Los duques más inquietos eran los de Espoleto y Benevento, que querían conquistar Roma y el Lacio. En el verano de 578, a la muerte del Papa Benedicto I, pusieron sitio a la urbe, defendida por la milicia ciudadana y una reducida guarnición griega. El nuevo Papa, Pelagio[16], envió al emperador de Oriente una embajada y tres mil libras de oro pidiéndole que mandara un ejército a Italia para liberarla de los longobardos, como Justiniano la había liberado de los godos. Pero sobre Constantinopla gravitaba entonces la amenaza persa. El basileus devolvió el oro al Papa, con el consejo de que lo empleara en sobornar a los duques, que, de hecho, renunciaron a sus propósitos y se retiraron.

Entretanto, el inepto Longino había sido licenciado y sustituido por un tal Smaragdo, que fue el primer virrey griego con el título de Exarca. Era juez supremo, tenía plenos poderes de paz y de guerra, nombraba a los funcionarios civiles y designaba los altos cargos militares. Por delegación imperial confirmaba o revocaba la elección del Papa, elegido por el clero y el pueblo romano; pero en cualquier momento, y sin previo aviso, el basileus podía deponerlo.

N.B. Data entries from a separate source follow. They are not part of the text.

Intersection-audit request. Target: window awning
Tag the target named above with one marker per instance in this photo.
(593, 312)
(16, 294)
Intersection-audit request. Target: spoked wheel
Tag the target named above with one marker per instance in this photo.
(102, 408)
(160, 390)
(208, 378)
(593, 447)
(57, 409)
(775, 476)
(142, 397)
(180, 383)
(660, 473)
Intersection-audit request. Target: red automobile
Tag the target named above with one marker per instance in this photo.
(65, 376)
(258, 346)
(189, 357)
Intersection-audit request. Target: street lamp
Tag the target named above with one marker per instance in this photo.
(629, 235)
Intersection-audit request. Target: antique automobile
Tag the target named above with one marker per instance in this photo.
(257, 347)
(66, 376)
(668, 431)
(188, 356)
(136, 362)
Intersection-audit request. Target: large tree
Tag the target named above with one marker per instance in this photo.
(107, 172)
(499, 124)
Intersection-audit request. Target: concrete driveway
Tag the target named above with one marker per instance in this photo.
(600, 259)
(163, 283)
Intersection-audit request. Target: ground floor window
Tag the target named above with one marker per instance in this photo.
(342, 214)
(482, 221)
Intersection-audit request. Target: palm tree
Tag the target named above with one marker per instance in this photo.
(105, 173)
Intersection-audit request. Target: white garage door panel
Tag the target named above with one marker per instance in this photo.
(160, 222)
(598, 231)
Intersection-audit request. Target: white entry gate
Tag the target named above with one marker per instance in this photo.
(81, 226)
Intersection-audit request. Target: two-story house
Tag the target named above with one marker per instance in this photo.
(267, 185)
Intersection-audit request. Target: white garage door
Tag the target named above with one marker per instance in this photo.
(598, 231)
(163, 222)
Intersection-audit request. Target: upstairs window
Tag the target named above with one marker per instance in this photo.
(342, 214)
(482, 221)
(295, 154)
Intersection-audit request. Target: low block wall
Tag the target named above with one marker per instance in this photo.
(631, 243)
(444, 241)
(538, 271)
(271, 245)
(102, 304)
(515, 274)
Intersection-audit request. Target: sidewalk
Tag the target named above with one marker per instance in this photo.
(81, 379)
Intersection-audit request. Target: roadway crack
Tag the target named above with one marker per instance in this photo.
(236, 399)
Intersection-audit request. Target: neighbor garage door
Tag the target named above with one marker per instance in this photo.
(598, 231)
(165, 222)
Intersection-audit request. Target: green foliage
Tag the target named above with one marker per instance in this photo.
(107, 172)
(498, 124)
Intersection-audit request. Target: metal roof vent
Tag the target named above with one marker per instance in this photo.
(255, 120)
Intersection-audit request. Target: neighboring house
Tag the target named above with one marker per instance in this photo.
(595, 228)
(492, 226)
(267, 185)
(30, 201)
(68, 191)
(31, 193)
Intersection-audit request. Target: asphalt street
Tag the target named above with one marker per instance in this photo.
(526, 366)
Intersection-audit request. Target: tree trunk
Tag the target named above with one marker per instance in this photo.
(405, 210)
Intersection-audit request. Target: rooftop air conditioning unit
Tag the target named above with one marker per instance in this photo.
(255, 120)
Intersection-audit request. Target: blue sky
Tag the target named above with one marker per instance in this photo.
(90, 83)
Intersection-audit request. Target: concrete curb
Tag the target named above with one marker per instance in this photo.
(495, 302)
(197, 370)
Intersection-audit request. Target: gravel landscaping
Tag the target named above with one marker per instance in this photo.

Por dinero también fue atraído a la causa bizantina Drofulto, duque de Brescello, y el suburbio de Classe volvió a las manos del virrey. Sin embargo, cuando el pontífice invitó a acudir a Italia con la promesa de cincuenta mil monedas de oro a Childeberto, rey de los francos, un pueblo de origen germano que habitaba en el otro lado de los Alpes, los duques convocaron una dieta, o asamblea extraordinaria, en Pavía. Diez años de interregno habían sembrado entre ellos la discordia y la anarquía. Disolvieron la confederación y rehicieron el reino longobardo con el hijo de Clefo, Autario, que volvió a reducir a los francos a sus confines.

Más o menos por aquellos años, un auténtico diluvio universal sumergió a Italia. La furia de las aguas barrió granjas enteras. Centenares de pueblos fueron literalmente convertidos en lagos. El Adigio se desbordó e invadió las calles de Verona, donde solo la iglesia de San Zenón escapó milagrosamente a la furia de los elementos. A pesar de que sus paredes fueron asaltadas por olas de diez metros de altura, según se lee en una crónica de la época, ni siquiera una gota se filtró a través de ellas, pues los muros habían sido impermeabilizados por las reliquias de los santos en ellos contenidas. En Roma, las aguas del Tíber inundaron los barrios bajos de la ciudad. De las olas emergieron centenares de serpientes y un dragón de proporciones gigantescas que, después de haber atravesado las calles de la ciudad, desapareció en dirección del mar. Al menos esto decía la despavorida gente.

Autario gobernó seis años, ocupó una vasta región a los pies de los Alpes y conquistó Calabria. Se cuenta que, al llegar a Reggio, sin desmontar del caballo arrojó su lanza contra una columna de mármol que había en la puerta de la ciudad exclamando: «Aquí termina mi reino». El año 590 se casó con una bella muchacha rubia, de origen bávaro, la católica Teodolinda, hija de un duque Garibaldi. El matrimonio, dictado por la razón de Estado, aparte de la del corazón, se celebró con gran pompa en Verona. Al cabo de un año, Autario murió inesperadamente.

Contra toda tradición, los duques confirmaron como reina a Teodolinda que, después de haberse casado con él, asoció al trono al duque de Turín, Agilulfo, un valiente y apuesto guerrero que extendió el dominio longobardo a Padua, Mantua, Cremona, Camerino y Perusa.